Karaşar bölgesinde şimdiye dek arkeolojik-tarihi çalışmalar yapılmadığı için yerleşmenin tarihi açıklık kazanmadı. Ama elimize geçen verilere bakılırsa, en eski yerleşmenin Hititlere ait olduğu görülür. Hititlerden sonra, MÖ 12.yüzyıl sonlarına doğru Frigler, daha sonra Lidyalılar ortaya çıkar. Bu tarihlerden sonra da Bizanslıların ve sonra Oğuz boyları ve Selçukluların izlerine rastlanır. Selçukluların yönetimi altındaki bölge, 1240 yılında Moğolların yönetimine girer. Moğolların, Anadolu'yu istilası sırasında halkın bir kısmı göç eti. Bolu ve sonra Oğuz boyları burada tekrar etkili oldu. Günümüzde, Bolu ve Beypazarı çevresinde halen Oğuz boylarının adlarını taşıyan yerleşme yerleri vardır.
KARAŞAR ADININ KAYNAĞI
Karaşar'ın ismini, erkeklerin başlarında siyah puşu, bellerinde Karaşal, bacaklarında siyah şalvar kullanmasından; kadınların ise başlarında fes ve çember (abani), sırtlarında üç etekli entari ve bunu tamamlayan feymana, bellerinde acem veya tarabulu denilen şal kuşağı kullanmasından aldığı, bu nedenle çevrede yöre insanının Karaşallılar lakabıyla anıldıkları, bu deyişin zamanla Karaşar'a dönüştüğü söylenmektedir. Genellikle halkı sevecen, yardımsever, zeki ve son derece çalışkan insanlardır.
13.yüzyılda Moğol İmparatoru Cengiz Han'ın İran'ın kuzeydoğusunda bulunan Horasan bölgesini ele geçirmesiyle burada yaşayan Türkmen boylarının bir bölümü Konya yakınlarına göç etmişlerdir. Karaşar'ın ilk sakinleri de Horasan'dan Konya dolaylarına gelen boylardandır. Konya dolaylarında yörük olarak yaşarlarken boy içindeki bazı kargaşalıktan dolayı yedi aile içlerinden ayrılarak kuzeye doğru gitmişlerdir. Bu olay Osmanlı Devleti'nin yeni kurulduğu dönemlere rastlar. Bu yedi aile Beypazarı'nın doğusunda bulunan Yoğunpelit isimli bir köyün bulunduğu yerde bir kaynak başına (Şimşit Dere Kaynağı) ilk olarak yerleşmişlerdir.

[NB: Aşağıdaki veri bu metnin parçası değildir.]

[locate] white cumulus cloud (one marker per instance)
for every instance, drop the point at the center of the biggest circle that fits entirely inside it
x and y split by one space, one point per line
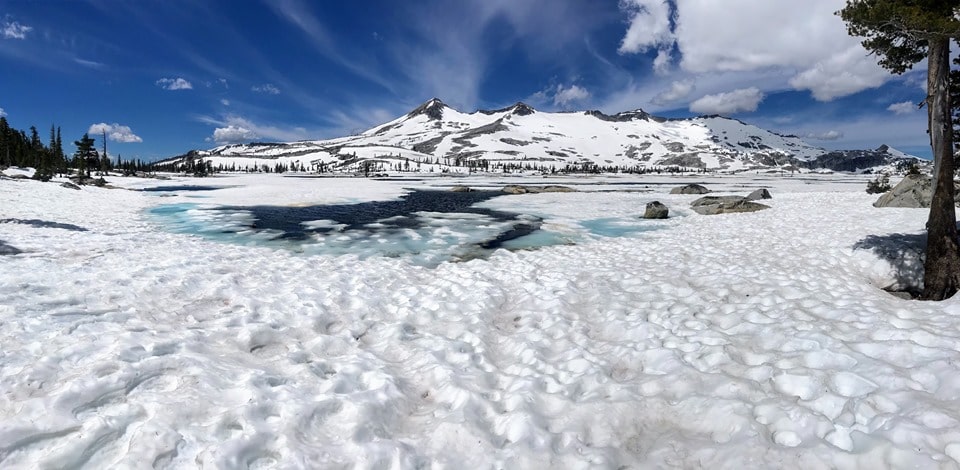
267 88
233 134
649 25
174 84
115 132
235 129
15 30
737 101
678 90
829 135
567 95
805 42
906 107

Buraya gelen sakinler sonradan bilhassa gözden uzak olmak ve sürülerine elverişli bir yer bulmak için etrafı dağlar, tepeler ve büyük ormanlarla çevrili 1300 metre yükseklikteki bu tepelerden birinin eteğine kesin olarak bilinmemekle 1420 yılında yerleşmişlerdir.
Gelen bu yedi aileden Nadarlar doğu, Kaşlar kuzey, Kepiçler batı, Yağaplar güney yörelere yerleşmişlerdir. Aşiretin diğer aileleri olan Söğütoğulları, Ortaoğulları ve Simitoğulları da yakın yörelere dağılmışlardır.
Karaşar'ın tarihi Türklerin anayurdu Orta Asya'ya kadar dayanır. Adını aynı adla anılan ve kökü Uygurların (Dokuz Oğuz-On Uygur) ilk yerleşim yeri olan Doğu Türkistan (Bugünkü Çin sınırları içinde bulunan Tanrı dağları-Beşbalık-Turfan-Karabalgasun bölgeleri) deki yerleşik bir Oğuz (Türkmen) boyundan almıştır. Nitekim Doğu Türkistan'da Karaşar ve Köseler adlı yerleşim yerleri vardır. Meydan Larouse'de Karaşar'ın, Türkistan'da Göktürkler ve Uygurlar zamanında iktisadi bakımdan hayli gelişmiş bir şehir olduğunu yazmaktadır. Ayrıca Prof. Dr. Lazslo Rosanyi'nın "Tarihte Türklük" adlı kitabında Kara Şahr olarak ismi zikredilmektedir.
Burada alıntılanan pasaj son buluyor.